Our Current Expected Credit Loss (“CECL”) task force has been meeting on a monthly basis, at a minimum, to review implementation matters related to the completeness and accuracy of historical data, model development and corporate governance documentation. Specifically regarding model development, the task force has analyzed results from parallel model runs for each portfolio segment and evaluated assumptions related to unfunded commitments, acquired performing loans, and economic and forecast factors. Our task force has also reviewed new corporate governance documentation, such as our new CECL Allowance for Credit Losses (“ACL”) policy, procedure manuals and internal control documentation.
Horizon has completed data and model validation testing, determined qualitative adjustments, established additional supporting analytics, and developed related internal controls over model inputs (data and assumptions) and model operations. While the model is operational, approval of certain governance related matters, procedures and policies are being finalized.

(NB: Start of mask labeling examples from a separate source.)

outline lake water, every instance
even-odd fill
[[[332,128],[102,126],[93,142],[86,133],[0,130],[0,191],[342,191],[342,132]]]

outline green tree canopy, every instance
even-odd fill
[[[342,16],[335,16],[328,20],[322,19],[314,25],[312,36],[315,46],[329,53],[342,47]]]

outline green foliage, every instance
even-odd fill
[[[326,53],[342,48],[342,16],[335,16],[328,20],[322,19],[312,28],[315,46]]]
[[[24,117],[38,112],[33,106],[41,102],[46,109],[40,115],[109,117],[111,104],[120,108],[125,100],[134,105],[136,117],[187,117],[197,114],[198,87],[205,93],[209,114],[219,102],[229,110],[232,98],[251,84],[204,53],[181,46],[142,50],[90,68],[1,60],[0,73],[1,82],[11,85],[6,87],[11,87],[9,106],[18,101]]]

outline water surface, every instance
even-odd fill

The final year-end estimate for CECL has not been determined and the required financial reporting disclosures are being completed for review. Internal controls over financial reporting specifically related to CECL have been designed and are being evaluated, however, all internal controls related to CECL implementation are not operational. The final step of completing the formal governance and approval process is in its final stages.

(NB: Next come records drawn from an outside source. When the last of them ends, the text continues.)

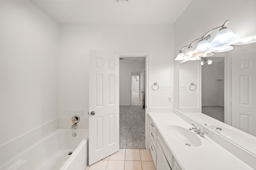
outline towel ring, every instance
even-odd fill
[[[191,87],[193,87],[193,86],[195,86],[195,88],[194,89],[191,89]],[[193,83],[191,83],[191,85],[190,85],[189,86],[189,90],[190,90],[191,91],[194,91],[194,90],[195,90],[196,89],[196,84],[194,84]]]
[[[157,83],[154,83],[153,85],[152,85],[152,90],[154,91],[156,91],[159,89],[159,85]]]

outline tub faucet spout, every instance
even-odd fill
[[[77,126],[77,123],[75,123],[73,125],[72,125],[72,126],[71,126],[71,129],[74,129],[74,128],[75,127],[76,127],[76,126]]]

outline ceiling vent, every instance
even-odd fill
[[[128,0],[114,0],[115,2],[128,2]]]

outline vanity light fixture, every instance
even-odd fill
[[[195,50],[196,52],[202,52],[208,50],[214,47],[211,45],[209,41],[211,39],[210,35],[207,35],[205,37],[202,38],[197,45],[197,47]]]
[[[204,53],[202,55],[199,56],[200,57],[208,57],[212,56],[214,54],[213,53],[210,52],[208,53]]]
[[[239,36],[234,34],[230,29],[227,28],[225,25],[229,21],[227,20],[220,27],[215,28],[214,29],[218,28],[220,27],[219,31],[217,33],[214,39],[210,44],[213,45],[217,45],[223,43],[227,43],[231,42],[238,39]]]
[[[250,44],[256,42],[256,35],[253,37],[249,37],[242,38],[238,40],[236,43],[233,44],[233,45],[243,45],[244,44]]]
[[[194,50],[195,49],[193,48],[193,47],[192,47],[191,45],[189,45],[188,47],[188,49],[187,49],[187,50],[186,51],[186,53],[184,56],[188,58],[192,57],[193,56],[193,53],[194,53]]]
[[[201,58],[198,57],[191,57],[189,58],[189,60],[191,61],[195,61],[195,60],[201,60]]]
[[[226,47],[218,48],[217,50],[213,51],[214,53],[221,53],[223,52],[228,51],[232,50],[234,47],[230,45]]]
[[[202,37],[194,40],[189,45],[182,47],[180,50],[179,50],[180,52],[175,60],[195,60],[194,59],[190,60],[190,58],[196,57],[198,59],[197,57],[212,56],[214,55],[211,53],[212,52],[220,53],[228,51],[233,49],[233,47],[230,46],[232,44],[238,45],[256,42],[256,36],[238,40],[239,36],[234,34],[230,29],[226,26],[229,21],[229,20],[227,20],[221,26],[211,29]],[[213,40],[211,41],[211,35],[210,34],[217,29],[219,29],[219,31]],[[198,43],[194,50],[192,45],[194,43]],[[186,47],[187,47],[187,49],[184,54],[182,50]]]
[[[212,61],[211,59],[212,59],[211,58],[209,57],[202,58],[201,65],[202,66],[204,64],[208,64],[210,65],[212,63]]]
[[[180,52],[178,54],[175,60],[183,60],[188,59],[188,57],[184,56],[184,55],[185,54],[183,53],[182,51],[180,50]]]

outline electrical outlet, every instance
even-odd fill
[[[180,85],[180,90],[186,90],[186,85]]]
[[[170,90],[171,86],[169,85],[161,85],[161,90]]]
[[[171,102],[171,96],[168,96],[168,102]]]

We expect the one-time cumulative effect adjustment to the ACL will be between $16.2 million and $20.8 million upon adoption as of January 1, 2020. The majority of the increase is related to including our acquired loan portfolios in the model and the addition of using economic forecasts in estimating future losses. As we continue to evaluate and refine our CECL model during the first quarter of 2020, the estimated range of impact to the ACL as of January 1, 2020 could change.